On three Irish plays in the new year
These are three entries (and some comments) from a review of more by The Irish Times:
“Walking with Ghosts
Gaiety Theatre – January 27th-February 6th, 2022, gaietytheatre.ie
World premiere of this adaptation of Gabriel Byrne’s best-selling memoir of the same name, directed by Emmy award-winning director Lonny Price. Moving between sensual recollection of childhood in a now almost vanished Ireland and a commentary on stardom in Hollywood and on Broadway, Byrne returns to his home town to reflect on a life’s journey.”
Byrne is one of my favorite actors in that he can do drama, comedy, and action well. One of my most distinct memories of a film is him playing someone involved in the mafia in Miller’s Crossing (1990) and taking an opponent to the woods.
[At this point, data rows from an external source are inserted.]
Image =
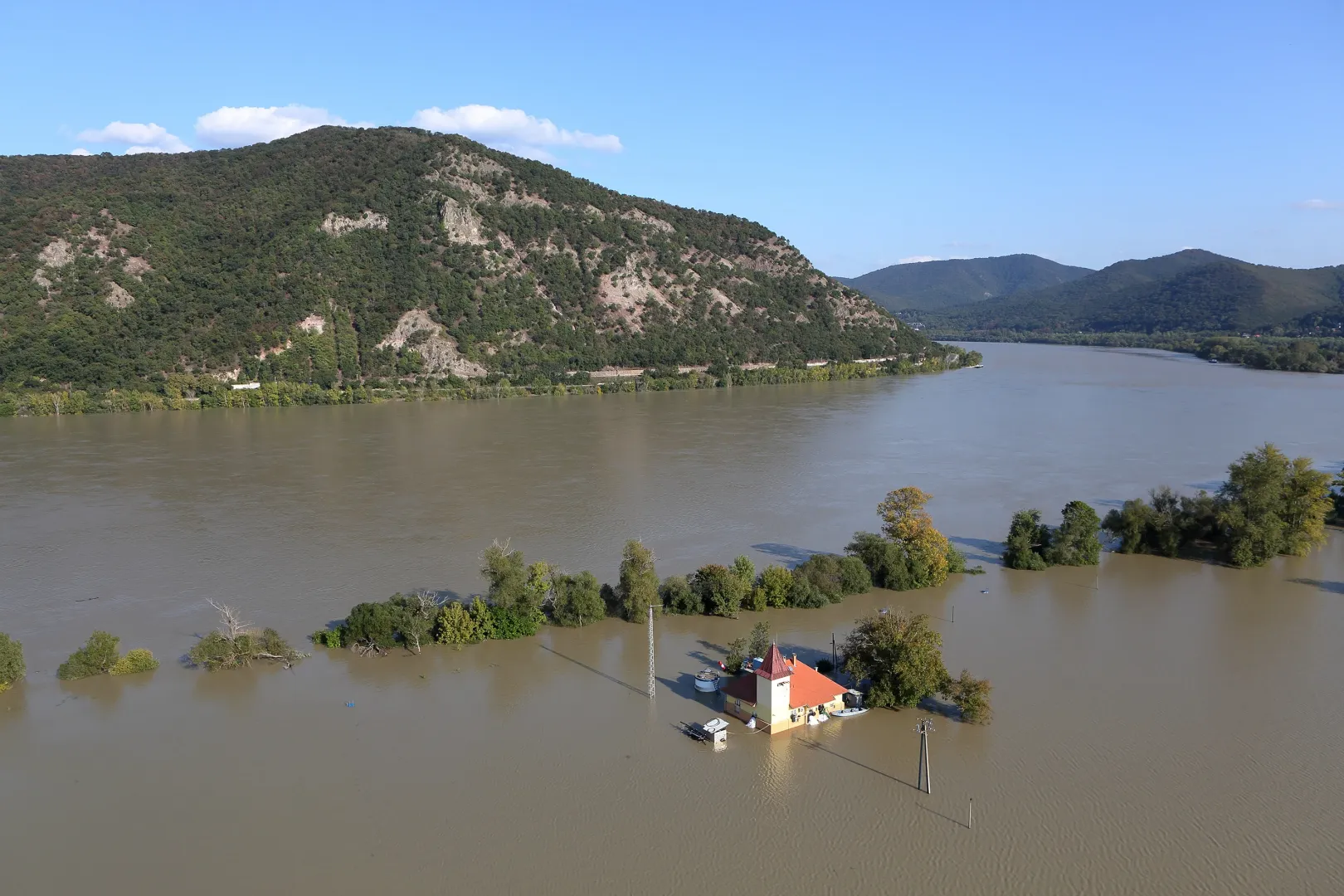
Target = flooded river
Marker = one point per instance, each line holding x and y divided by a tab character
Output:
1160	726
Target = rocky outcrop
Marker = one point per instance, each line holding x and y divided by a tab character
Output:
438	348
339	225
460	222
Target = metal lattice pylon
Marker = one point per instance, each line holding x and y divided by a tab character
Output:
925	778
650	652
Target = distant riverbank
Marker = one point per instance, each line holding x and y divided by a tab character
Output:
186	392
1298	355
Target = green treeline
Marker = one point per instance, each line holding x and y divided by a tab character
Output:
184	391
522	597
899	655
1293	353
1031	544
100	657
1269	505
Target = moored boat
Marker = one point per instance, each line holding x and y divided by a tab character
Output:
707	680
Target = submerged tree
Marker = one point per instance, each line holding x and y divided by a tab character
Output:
719	589
737	655
505	575
760	640
11	661
236	644
679	597
774	583
455	626
1075	542
899	655
95	659
1272	505
578	599
745	570
910	553
1027	542
138	660
971	694
637	589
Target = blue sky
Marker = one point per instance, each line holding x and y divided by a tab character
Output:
866	134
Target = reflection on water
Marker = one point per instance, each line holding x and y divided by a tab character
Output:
1160	726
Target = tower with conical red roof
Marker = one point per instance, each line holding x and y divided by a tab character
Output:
773	688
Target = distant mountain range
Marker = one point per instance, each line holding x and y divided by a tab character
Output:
342	254
1190	290
960	281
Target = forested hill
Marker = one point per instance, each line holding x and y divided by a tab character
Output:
1191	290
342	254
960	281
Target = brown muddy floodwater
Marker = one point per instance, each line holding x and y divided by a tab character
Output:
1161	727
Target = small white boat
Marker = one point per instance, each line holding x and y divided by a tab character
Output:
854	705
707	680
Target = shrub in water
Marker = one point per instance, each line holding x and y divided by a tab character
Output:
95	659
11	661
134	661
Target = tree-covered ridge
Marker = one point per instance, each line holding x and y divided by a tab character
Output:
1191	290
960	281
344	254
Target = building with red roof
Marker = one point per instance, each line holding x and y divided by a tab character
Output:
782	694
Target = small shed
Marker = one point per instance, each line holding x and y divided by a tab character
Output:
714	731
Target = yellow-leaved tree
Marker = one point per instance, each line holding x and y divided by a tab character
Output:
908	525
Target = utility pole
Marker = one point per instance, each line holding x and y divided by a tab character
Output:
925	781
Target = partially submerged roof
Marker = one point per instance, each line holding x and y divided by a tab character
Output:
806	685
774	665
811	688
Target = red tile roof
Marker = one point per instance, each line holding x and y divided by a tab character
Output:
806	685
811	688
774	665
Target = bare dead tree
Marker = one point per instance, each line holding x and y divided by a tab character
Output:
426	603
231	621
236	644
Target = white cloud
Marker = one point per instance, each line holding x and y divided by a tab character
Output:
511	129
242	125
136	137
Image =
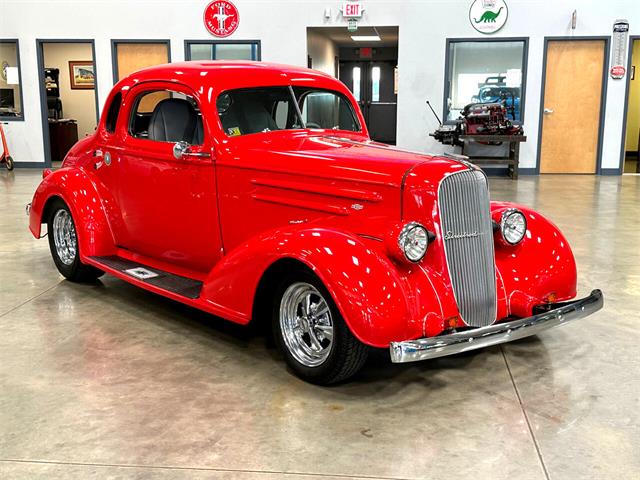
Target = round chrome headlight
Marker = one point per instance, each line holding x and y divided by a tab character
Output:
413	241
513	226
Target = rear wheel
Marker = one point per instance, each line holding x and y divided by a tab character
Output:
63	243
311	333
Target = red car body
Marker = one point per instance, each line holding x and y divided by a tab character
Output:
328	199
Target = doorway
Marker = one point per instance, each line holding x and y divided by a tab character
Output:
129	56
572	109
68	95
366	61
631	130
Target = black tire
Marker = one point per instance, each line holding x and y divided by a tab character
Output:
347	354
76	271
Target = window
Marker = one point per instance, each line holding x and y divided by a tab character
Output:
10	81
222	50
254	110
112	113
356	83
325	109
375	84
166	116
485	72
129	56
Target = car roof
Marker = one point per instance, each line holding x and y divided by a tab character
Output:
228	74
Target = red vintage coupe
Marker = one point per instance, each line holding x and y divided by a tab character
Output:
252	190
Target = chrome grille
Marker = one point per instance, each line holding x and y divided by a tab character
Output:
468	243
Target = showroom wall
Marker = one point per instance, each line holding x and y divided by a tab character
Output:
282	25
633	118
76	104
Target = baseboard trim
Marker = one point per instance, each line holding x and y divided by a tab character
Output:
29	165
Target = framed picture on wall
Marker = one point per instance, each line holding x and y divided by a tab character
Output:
81	74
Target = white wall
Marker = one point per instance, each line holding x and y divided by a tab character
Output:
281	26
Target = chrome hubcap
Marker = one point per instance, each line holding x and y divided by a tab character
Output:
64	237
306	324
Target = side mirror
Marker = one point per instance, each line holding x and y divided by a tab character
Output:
182	149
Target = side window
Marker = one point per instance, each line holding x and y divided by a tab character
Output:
281	115
112	113
166	116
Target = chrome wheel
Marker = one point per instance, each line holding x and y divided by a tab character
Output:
306	324
64	237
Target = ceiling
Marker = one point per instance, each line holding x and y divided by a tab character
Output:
342	37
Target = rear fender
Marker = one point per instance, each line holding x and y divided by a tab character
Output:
371	293
540	268
76	189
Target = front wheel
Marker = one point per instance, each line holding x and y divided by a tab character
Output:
311	333
63	243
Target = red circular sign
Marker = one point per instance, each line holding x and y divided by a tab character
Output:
221	18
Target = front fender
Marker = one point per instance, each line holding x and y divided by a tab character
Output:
371	293
540	269
77	190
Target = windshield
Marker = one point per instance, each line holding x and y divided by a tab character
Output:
253	110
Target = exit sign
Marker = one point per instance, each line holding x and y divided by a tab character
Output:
352	10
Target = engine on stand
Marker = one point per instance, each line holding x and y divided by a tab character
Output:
476	119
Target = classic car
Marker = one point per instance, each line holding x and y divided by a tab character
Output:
252	191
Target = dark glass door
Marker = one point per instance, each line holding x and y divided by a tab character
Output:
373	83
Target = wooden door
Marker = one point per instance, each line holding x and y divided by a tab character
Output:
572	102
131	57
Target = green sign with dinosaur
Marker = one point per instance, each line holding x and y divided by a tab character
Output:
488	16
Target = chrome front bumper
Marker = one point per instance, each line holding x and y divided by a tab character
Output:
433	347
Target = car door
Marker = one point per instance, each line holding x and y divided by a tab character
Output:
168	204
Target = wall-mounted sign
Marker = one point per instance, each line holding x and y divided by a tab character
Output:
221	18
619	50
352	9
488	16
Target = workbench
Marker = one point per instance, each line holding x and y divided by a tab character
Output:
511	160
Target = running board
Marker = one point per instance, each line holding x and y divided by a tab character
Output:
183	286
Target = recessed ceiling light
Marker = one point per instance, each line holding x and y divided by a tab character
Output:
365	38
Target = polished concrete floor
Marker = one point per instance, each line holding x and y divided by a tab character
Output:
108	381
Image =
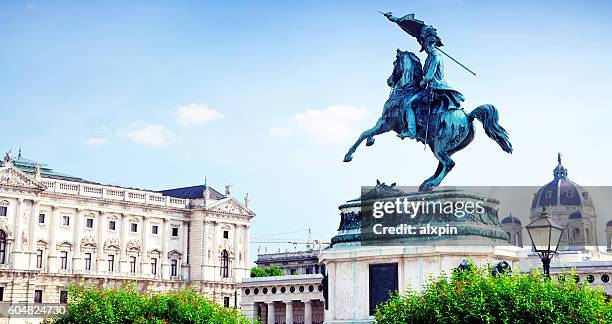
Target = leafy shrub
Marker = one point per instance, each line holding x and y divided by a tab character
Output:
478	296
272	271
128	305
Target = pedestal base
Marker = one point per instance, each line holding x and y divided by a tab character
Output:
348	270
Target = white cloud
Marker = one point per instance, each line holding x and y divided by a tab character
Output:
333	124
193	114
280	132
96	141
150	135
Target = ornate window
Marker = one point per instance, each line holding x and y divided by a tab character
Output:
64	260
88	261
3	207
224	264
154	266
111	262
38	296
173	267
132	264
39	253
2	247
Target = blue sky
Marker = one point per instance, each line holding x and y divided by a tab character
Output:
268	96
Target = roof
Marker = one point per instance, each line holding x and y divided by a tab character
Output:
511	219
29	167
561	191
194	192
575	215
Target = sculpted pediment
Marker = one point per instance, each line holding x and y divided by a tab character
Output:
10	176
231	206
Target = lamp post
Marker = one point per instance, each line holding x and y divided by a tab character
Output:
545	235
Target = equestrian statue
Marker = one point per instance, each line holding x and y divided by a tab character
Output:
424	107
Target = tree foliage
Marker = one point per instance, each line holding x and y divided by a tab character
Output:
266	272
128	305
476	295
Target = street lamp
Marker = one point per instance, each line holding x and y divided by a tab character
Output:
545	235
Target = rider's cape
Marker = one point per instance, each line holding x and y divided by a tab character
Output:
434	71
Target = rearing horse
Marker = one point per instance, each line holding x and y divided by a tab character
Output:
447	131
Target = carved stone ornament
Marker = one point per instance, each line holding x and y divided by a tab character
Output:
6	228
231	207
88	242
174	254
112	243
134	245
226	245
10	176
24	237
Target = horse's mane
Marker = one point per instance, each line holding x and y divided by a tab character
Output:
417	70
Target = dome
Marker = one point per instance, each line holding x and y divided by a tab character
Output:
561	191
510	220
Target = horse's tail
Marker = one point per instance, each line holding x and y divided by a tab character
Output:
488	116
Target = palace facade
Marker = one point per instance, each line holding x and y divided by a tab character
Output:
56	229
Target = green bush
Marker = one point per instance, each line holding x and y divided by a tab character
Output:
477	296
128	305
272	271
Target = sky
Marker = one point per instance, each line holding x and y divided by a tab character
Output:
268	96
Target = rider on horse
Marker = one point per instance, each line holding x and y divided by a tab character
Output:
434	87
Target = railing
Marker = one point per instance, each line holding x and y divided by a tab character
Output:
114	193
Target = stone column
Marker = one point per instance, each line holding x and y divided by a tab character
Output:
165	264
215	256
289	312
31	238
145	264
307	312
271	313
250	310
102	228
236	265
184	263
247	247
205	245
52	262
124	266
76	256
18	225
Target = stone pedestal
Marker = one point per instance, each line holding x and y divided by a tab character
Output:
357	264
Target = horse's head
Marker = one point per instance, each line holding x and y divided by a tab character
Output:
406	69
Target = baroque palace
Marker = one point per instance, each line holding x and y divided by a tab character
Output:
56	229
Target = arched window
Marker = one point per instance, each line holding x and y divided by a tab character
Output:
2	247
224	264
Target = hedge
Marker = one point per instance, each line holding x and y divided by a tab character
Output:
128	305
272	271
477	295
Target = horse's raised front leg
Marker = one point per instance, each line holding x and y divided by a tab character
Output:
444	167
379	128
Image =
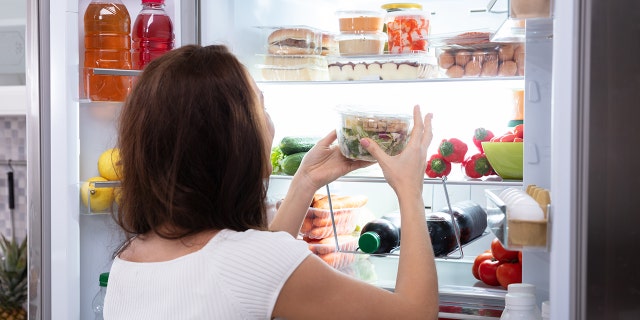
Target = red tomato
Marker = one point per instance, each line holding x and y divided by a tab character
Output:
508	273
487	271
519	131
502	254
479	259
509	137
520	257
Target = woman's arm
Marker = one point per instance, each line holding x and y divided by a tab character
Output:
317	291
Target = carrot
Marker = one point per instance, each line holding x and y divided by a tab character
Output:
339	219
325	213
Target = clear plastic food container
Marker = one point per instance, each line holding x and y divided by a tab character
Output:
317	224
390	131
472	54
382	67
293	68
350	44
360	21
326	250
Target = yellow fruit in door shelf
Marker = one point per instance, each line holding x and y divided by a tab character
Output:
109	164
100	199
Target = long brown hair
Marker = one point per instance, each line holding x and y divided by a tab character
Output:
192	146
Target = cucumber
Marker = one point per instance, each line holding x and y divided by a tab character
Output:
291	163
292	145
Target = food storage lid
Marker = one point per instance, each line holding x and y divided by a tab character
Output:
401	6
369	242
104	278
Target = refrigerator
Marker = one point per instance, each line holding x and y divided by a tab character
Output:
576	105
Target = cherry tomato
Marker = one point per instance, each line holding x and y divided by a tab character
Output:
487	271
502	254
508	273
479	259
519	131
520	257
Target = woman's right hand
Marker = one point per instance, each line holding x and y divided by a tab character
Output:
405	171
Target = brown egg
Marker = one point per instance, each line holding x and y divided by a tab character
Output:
446	60
462	57
507	69
489	68
505	53
478	56
455	71
472	69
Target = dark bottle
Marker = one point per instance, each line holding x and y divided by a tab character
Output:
441	232
379	236
471	219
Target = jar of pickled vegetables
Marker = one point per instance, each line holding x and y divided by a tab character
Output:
407	27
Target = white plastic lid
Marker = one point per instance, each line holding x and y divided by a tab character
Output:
519	300
522	288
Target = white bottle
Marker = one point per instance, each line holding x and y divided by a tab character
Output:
546	312
520	306
97	305
525	288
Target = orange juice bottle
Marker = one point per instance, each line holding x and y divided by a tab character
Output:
107	42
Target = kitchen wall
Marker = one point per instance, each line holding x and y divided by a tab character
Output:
13	144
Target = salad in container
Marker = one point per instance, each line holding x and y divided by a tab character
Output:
390	130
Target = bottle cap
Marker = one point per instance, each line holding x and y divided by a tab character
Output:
521	288
104	278
519	299
369	242
546	308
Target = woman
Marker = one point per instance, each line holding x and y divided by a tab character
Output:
195	140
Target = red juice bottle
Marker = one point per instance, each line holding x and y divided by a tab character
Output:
152	33
107	42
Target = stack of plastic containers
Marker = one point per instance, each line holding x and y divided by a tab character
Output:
361	32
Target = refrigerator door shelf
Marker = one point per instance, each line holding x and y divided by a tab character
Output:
516	234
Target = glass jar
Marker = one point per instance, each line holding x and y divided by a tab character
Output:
407	26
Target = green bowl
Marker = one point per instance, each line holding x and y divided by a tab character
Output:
506	158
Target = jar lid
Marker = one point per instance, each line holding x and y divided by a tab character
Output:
104	278
401	6
369	242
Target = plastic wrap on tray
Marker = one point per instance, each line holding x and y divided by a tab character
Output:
382	67
326	249
317	224
293	68
472	54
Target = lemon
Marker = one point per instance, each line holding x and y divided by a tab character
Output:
109	164
100	198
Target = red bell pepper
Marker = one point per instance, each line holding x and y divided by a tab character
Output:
477	166
437	166
453	150
480	135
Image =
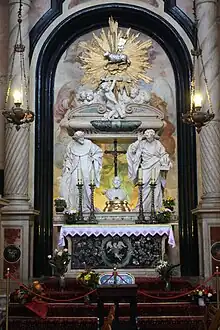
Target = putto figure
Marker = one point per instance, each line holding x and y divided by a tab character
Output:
83	158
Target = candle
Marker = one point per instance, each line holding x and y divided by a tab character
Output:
140	174
92	177
79	175
153	175
17	97
198	100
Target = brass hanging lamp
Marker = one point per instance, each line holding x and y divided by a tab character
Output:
196	116
17	115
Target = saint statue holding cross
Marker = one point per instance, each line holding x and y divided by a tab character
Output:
147	158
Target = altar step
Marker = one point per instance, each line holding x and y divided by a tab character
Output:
152	313
91	323
81	309
182	316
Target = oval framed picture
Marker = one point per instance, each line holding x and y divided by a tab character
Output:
12	253
215	251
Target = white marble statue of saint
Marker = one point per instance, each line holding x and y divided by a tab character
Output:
82	164
146	158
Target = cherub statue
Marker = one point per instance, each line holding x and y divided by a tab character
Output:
115	110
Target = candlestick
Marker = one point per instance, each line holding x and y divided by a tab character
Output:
153	218
140	175
92	217
153	175
92	176
17	97
79	175
80	219
141	217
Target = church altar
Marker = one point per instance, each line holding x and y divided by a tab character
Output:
126	246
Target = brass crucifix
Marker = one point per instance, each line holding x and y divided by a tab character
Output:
115	152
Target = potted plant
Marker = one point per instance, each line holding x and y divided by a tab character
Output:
88	278
59	263
165	272
169	203
60	204
202	295
70	216
163	215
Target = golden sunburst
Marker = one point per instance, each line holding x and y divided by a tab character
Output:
115	55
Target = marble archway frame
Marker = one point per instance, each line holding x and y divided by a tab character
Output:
50	47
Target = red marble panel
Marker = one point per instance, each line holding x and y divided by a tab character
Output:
215	247
12	236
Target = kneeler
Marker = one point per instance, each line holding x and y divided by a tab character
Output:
39	307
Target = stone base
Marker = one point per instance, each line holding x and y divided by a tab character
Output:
17	236
209	240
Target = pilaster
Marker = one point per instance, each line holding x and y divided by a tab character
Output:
208	211
17	220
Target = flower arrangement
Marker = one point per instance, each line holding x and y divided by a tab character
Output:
169	203
165	270
60	204
88	278
163	215
70	216
59	261
203	292
70	212
24	295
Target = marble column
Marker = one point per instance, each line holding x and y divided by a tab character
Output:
17	142
208	211
17	221
210	135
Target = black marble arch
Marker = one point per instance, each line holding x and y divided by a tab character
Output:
57	42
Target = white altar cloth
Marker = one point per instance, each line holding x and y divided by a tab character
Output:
119	230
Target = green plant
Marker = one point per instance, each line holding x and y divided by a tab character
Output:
59	261
88	278
165	270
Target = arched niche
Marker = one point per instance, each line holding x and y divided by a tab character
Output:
53	47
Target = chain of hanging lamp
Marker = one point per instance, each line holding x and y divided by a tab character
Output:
195	117
18	115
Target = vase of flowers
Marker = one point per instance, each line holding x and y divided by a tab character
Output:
202	295
59	263
165	272
70	216
60	204
169	203
89	279
163	215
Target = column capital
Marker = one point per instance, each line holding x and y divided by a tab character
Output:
17	2
201	2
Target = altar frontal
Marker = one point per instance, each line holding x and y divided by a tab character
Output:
114	150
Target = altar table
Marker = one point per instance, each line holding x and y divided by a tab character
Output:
127	246
119	230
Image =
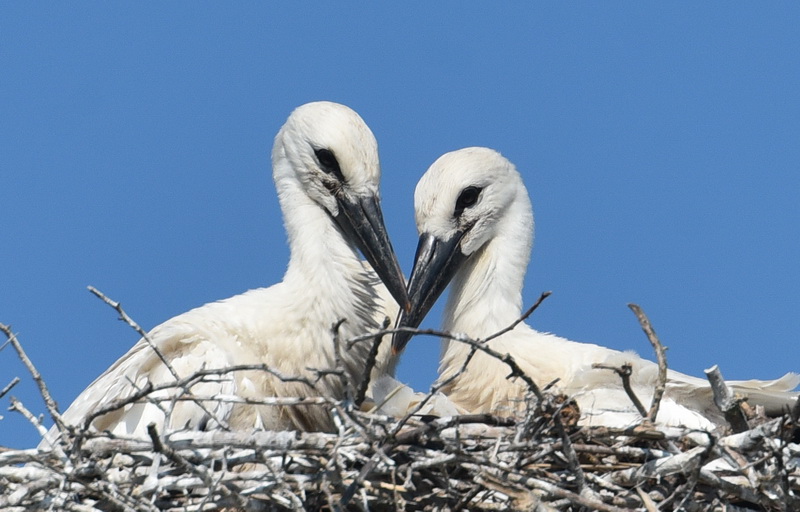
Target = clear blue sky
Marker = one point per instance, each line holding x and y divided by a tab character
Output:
660	144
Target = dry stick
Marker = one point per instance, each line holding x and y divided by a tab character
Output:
188	467
661	356
10	386
726	401
516	371
625	372
372	358
16	405
52	406
128	320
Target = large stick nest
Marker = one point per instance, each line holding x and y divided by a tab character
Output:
541	461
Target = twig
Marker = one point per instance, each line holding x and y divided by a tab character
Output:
128	320
661	356
52	406
188	467
16	405
625	372
726	401
9	387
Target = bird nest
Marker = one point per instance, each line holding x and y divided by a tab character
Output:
374	462
540	460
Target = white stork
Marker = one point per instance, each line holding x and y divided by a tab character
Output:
476	229
326	171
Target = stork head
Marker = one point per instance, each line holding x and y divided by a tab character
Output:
460	205
331	152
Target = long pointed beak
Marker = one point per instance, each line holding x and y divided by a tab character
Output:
361	219
435	264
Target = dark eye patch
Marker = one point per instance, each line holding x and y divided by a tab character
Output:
329	164
466	199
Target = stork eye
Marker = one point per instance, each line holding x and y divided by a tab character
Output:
327	160
467	198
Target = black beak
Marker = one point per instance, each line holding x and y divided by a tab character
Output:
362	222
435	265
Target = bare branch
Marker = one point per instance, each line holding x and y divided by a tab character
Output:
625	372
661	356
52	406
9	387
128	320
726	401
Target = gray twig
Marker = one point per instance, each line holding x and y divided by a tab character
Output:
661	356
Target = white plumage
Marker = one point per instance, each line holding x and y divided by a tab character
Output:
476	228
326	171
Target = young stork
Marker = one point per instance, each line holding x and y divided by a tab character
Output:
476	229
326	171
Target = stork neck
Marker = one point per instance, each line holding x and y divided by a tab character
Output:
321	259
486	294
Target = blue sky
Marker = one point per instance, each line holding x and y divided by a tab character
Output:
660	145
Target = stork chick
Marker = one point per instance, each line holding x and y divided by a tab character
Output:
326	171
476	229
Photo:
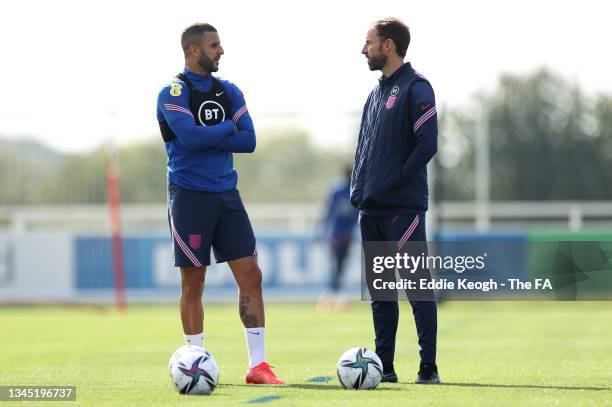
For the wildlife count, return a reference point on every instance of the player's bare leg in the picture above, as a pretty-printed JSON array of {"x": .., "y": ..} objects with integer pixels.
[
  {"x": 250, "y": 300},
  {"x": 192, "y": 312},
  {"x": 251, "y": 310}
]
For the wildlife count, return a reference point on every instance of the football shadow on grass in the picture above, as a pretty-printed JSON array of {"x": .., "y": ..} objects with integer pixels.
[{"x": 523, "y": 386}]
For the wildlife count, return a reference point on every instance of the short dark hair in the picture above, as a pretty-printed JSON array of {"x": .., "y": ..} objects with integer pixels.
[
  {"x": 394, "y": 29},
  {"x": 193, "y": 34}
]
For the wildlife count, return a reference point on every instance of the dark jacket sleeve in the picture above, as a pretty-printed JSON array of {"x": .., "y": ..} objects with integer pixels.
[{"x": 424, "y": 128}]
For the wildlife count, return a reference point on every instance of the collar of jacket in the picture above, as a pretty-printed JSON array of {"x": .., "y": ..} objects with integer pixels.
[{"x": 384, "y": 80}]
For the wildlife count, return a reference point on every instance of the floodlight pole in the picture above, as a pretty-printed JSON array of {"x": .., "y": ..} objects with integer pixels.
[
  {"x": 114, "y": 202},
  {"x": 483, "y": 170}
]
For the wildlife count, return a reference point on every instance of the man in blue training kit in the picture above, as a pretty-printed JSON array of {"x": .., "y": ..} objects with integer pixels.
[
  {"x": 338, "y": 224},
  {"x": 397, "y": 138},
  {"x": 203, "y": 120}
]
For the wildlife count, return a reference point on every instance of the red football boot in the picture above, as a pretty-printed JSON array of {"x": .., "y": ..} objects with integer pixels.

When compelled by the opponent to “have a heart” and show mercy, he says, “What heart?” and kills with his pistol.
“An Evening With Reggie
Everyman, Cork – March 31st-April 16th, 2022, everymancork.com
You may not have heard of the journalist and writer Pat Fitzpatrick, but if you are from Cork you will most certainly have heard of his alter ego, Reggie from Blackrock Road, a millionaire with an acid tongue ready to burn anyone who doesn’t meet his standards. What began as a satirical online column is being shaped into a play with the assistance of director Pat Kiernan. Some of Reggie’s humour is local, but many of Reggie’s targets are not. Not the worst way to spend an evening, Reggie himself might say.”
I have not read Fitzpatrick’s work, but the summary reminds me of a brief U.S. series of TV shows about a decade ago I saw a few episodes of and thought were funny. It was called Running Wilde about an aristocrat who doesn’t really have to work and has a wicked tongue. The literary critic Declan Kiberd noted that in Ireland the very wealthy considered it mundane and somewhat shameful to have a formal job. At a grad school, end-of-year party, a classmate said of another student who said online he couldn’t make it because he needed to work, “You’d admit that?”
“Endgame
Gate Theatre, Dublin – February 11-March 26, 2022, gatetheatre.ie
Samuel Beckett gets the celebrity treatment in this highly anticipated production of Endgame, which stars controversial comedian Frankie Boyle, making his stage debut as the hot-tempered Hamm, and Robert Sheehan as his lackey Clov. Seán McGinley and Gina Moxley join the duo as the dustbin-stuck Nag and Nell, under the direction of Broadway director Danya Taylor.”
I think this was one of Beckett’s more difficult works, but some find all of his writing weird. The setting is claustrophobic and somewhat apocalyptic, but it has a certain amount of humor, like the comments, “What do you think of the life to come?” followed by an interlocutor’s answer, “Mine was always that.”